第4章 つよがり いいわけ あやうい子
裏口から抑えてもらっていた部屋に入れば、会場に向かう黒尾の代わりに孤爪くんが待っていた。先日の件を謝れば、話題性充分だったようで、情報を知りたかった人たちがスパチャ?やSNSでチャンネルの宣伝をしてくれたらしく、逆にお礼を言われてしまった。
「緊張、してる?」
時間が迫るにつれそわそわする私に笑みを浮かべる孤爪くん。落ち着いた物言いの彼の隣に座るとそのまま足を抱える。
「しないわけないじゃん。」
「大丈夫だよ、夜久くんだもん。」
「夜久だから…?」
疑問で返事を返せば、柔らかな笑みを浮かべながらテレビのリモコンを操作し会見の会場を写す画面を見つめた瞳にテレビの画面が映り込みきらきらと反射する。

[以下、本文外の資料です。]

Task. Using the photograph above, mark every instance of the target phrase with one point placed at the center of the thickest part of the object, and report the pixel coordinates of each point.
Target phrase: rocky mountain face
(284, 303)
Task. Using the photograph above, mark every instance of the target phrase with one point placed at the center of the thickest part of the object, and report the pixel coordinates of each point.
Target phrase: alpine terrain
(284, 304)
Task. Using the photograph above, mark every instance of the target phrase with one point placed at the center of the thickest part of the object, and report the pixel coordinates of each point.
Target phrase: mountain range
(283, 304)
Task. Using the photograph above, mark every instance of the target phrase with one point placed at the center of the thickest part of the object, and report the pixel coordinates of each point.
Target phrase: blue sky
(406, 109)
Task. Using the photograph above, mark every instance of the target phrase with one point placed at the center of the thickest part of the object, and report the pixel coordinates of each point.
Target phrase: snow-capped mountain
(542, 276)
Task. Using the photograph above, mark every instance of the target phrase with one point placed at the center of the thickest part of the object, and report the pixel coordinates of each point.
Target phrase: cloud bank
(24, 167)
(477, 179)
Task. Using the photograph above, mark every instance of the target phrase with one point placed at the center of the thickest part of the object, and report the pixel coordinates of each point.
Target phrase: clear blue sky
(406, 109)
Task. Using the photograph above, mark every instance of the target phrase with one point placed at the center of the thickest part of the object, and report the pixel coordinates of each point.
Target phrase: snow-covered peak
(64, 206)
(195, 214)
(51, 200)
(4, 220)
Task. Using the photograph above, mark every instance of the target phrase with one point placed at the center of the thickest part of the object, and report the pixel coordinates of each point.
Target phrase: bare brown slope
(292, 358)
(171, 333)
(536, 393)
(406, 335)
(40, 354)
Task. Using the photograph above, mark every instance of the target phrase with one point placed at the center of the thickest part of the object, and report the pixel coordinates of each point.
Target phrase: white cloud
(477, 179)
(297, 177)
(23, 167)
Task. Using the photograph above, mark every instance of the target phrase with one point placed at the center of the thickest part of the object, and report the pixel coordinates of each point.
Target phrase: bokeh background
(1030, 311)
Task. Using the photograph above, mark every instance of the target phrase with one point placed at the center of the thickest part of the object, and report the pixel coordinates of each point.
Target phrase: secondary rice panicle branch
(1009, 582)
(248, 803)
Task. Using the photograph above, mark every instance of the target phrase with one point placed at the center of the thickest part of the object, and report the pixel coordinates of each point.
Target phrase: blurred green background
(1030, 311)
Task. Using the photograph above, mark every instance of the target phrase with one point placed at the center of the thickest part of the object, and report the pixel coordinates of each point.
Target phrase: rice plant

「夜久くんって出会った頃からずっとまっすぐで強くてかっこいい人だから。自分の気持ちも周りの感情も全部"繋いで"くれる格好良い人だよ。」
"お待たせしました。それでは会見を始めさせていただきます。"
「それに椎名さんのこと好きな気持ちは誰にも負けないと思うよ。10年以上片思いしてるんだもん。」
"夜久衛輔です。今回は集まっていただきありがとうございます"
「音駒のみんな、やっと付き合ったってほっとしてるんだから。椎名さんが離れようとしても、もう離してくれないんじゃない。」
“先日の報道の件ですが、記事に関しては事実で彼女とは結婚を視野に入れて交際をしています"
外側からの目線と画面の夜久の言葉に叫び出さないようにするだけで精一杯。アナウンサーが彼女の好きなところなんて聞くから、近くの枕を掴んで顔を埋めてしまう。

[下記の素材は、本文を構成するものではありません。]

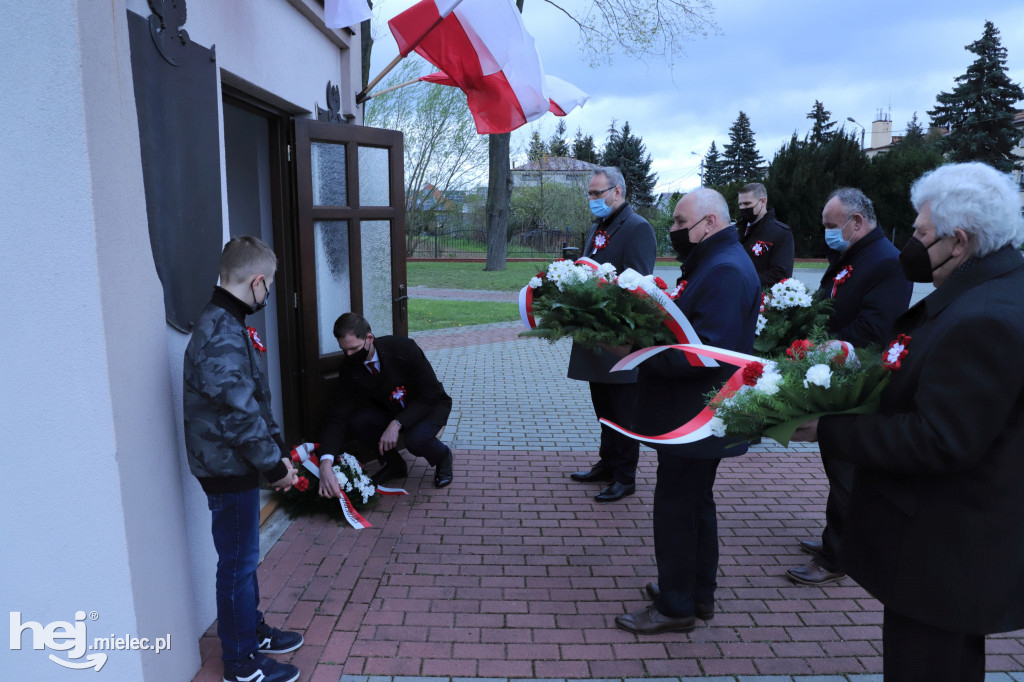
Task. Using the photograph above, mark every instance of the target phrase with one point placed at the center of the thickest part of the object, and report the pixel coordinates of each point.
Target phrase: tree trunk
(499, 201)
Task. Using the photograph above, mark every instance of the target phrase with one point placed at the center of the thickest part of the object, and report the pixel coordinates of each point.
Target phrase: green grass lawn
(472, 275)
(426, 313)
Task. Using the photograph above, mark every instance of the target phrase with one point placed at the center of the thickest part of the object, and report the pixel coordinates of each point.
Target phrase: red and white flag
(343, 13)
(482, 47)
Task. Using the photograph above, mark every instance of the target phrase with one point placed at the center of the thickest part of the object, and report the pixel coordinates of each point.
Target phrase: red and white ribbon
(303, 454)
(697, 428)
(674, 320)
(526, 307)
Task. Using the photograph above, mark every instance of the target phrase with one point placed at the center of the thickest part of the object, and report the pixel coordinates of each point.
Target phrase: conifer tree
(822, 128)
(979, 112)
(629, 154)
(741, 163)
(558, 146)
(714, 173)
(538, 151)
(583, 147)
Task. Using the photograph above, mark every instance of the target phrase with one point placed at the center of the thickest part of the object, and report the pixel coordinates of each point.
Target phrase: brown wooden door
(351, 247)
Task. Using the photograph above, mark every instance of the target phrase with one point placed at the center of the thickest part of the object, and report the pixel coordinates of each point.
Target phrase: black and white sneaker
(260, 669)
(272, 640)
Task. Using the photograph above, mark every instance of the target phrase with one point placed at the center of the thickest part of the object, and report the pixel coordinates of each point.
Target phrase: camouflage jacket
(230, 435)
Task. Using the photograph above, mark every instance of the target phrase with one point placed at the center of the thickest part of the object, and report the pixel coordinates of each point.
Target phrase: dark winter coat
(722, 299)
(631, 245)
(769, 244)
(935, 528)
(875, 294)
(401, 365)
(230, 435)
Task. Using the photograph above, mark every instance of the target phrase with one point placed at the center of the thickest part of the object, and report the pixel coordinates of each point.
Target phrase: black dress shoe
(394, 467)
(811, 546)
(615, 492)
(650, 622)
(702, 611)
(813, 573)
(442, 472)
(598, 472)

「好きなところ…強いところですかね。現在、所属がロシアなのでなかなか会えないし、時差があるので連絡できる時間も限られてる。試合が入ればその間は連絡も取れないこともある。それでも俺のことを待っていてくれる強くて優しい子です。」
ありがとうございます、そう言って次の質問へ移ろうとしたアナウンサーの言葉をでも、と遮る夜久の顔から目が離せない。
「でも、誰よりも強い子だから俺が守ってあげたい、そう思うんです。」
隣の孤爪くんが立ち上がりティッシュを数枚取り私の前に差し出す。
「その涙は、夜久くんが来るまで取っておいて。」
受け取ったティッシュでメイクが取れないように目元を押さえながら拭き取れば、私は深く頷いた。